正代は先場所序盤の4連敗でついに大関陥落か?と思わせたが、よく持ち直した。何か吹っ切れたように感じた。でも、必死の形相の相撲内容を見るにつけ、あれを15日間続けるとなると心身ともに疲れそう。もう少し懐が深ければあの胸を出す相撲でも持ち味の柔らかさで捌けるのだが、攻められれば受け身で精一杯だから、やはり先に攻めないと厳しい。

貴景勝は終盤疲れたのか、勝ち越してから全敗で8勝止まり。上位戦では捕まえられて突き押しが繰り出せなかった。貴景勝は四つでは何もできないから、相手も突きさえ凌げは何とかなるという頭があるのだろう。今の理事長の北勝海やもっと前の柏戸なども下の頃は突き押し主体だったのが番付が上がるにつれて四つ相撲も覚えて横綱まで上り詰めたから、貴景勝も少しは四つを覚えたほうが安定感が増すように思う。

関脇は若隆景と阿炎。

若隆景は強靭な足腰で正攻法な相撲を取るのがいい。今幕内上位にいる豊昇龍や霧馬山などとタイプが似ている。本人は3代目若乃花を目指しているようだが、もっと昔の栃錦や初代若乃花にも似ていると思う。体勢を低くして拝むように両前まわしを引くスタイルは小兵には理にかなった相撲だ。名人大関の誕生を期待したい。

阿炎は不祥事で3場所の謹慎から復帰して以降、相撲が落ち着いている。謹慎前の飛んだり跳ねたりの軽い相撲ではなくなっている。これは若隆景にも言えることだが、足が他に着いている。突っ張りも重そうだ。幕内復帰後は連続で優勝争いに絡む二桁勝ち星を上げてきての先場所は新関脇だったが、そこで勝ち越したのは立派。

小結は豊昇龍と大栄翔。

豊昇龍は先場所新小結で勝ち越して今場所は西から東へ回って半枚「昇進」した。足腰の強さはあの細身を補って余りある。投げの打ち合いでも顔から落ちるあたりも闘争心に溢れている。この辺りはおじさんの朝青龍譲りか。今は投げが技が多いが、これを牽制に使って、寄って出る相撲を身に付けると面白い。

大栄翔は2場所ぶりの小結復帰。ここ2年、一番低い番付で西前頭4枚目だから、いかに安定しているか。このところの若手はみんなほぼそんな感じだから大栄翔だけが特別ではないけど、押し相撲主体の割には安定していると思う。明生とともに照ノ富士にかなり善戦しているので今やなくてはならない存在だ。

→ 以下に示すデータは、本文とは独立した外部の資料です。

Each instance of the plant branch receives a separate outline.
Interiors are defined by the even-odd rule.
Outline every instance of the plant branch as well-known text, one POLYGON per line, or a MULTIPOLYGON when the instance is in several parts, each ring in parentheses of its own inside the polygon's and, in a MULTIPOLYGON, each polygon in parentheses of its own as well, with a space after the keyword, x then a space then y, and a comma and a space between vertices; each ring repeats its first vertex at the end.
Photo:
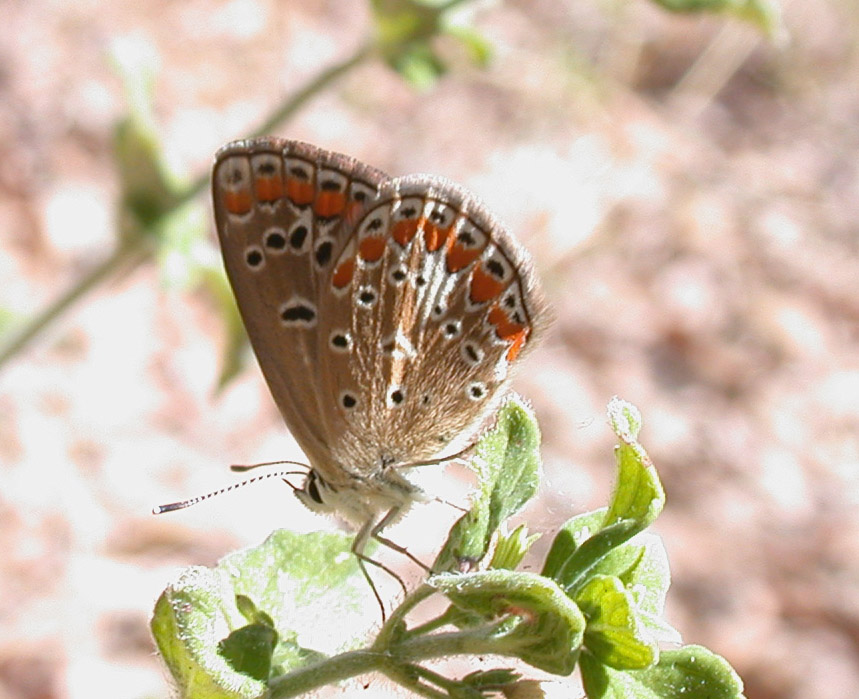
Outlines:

これだけ三役陣が充実していると勝ち越すのは容易ではない。関脇小結の4人のうち、3人が先場所勝ち越したのも充実の表れか。そのおかげで通常なら優勝争いに加わったことで三役に上がってもおかしくなかった高安と琴ノ若が平幕に留められてしまった。最近は関脇小結とも東西に各1人と決めているようで、よほどのことがない限り、3人目4人目は置かなくなっている。だから、2人とも東の筆頭で1点の勝ち越しの大栄翔を超えることはできなかった。2人は今場所、その悔しさをぶつけて来場所三役を勝ち取ることができるか。

長くなったので、平幕の話題は今度触れます。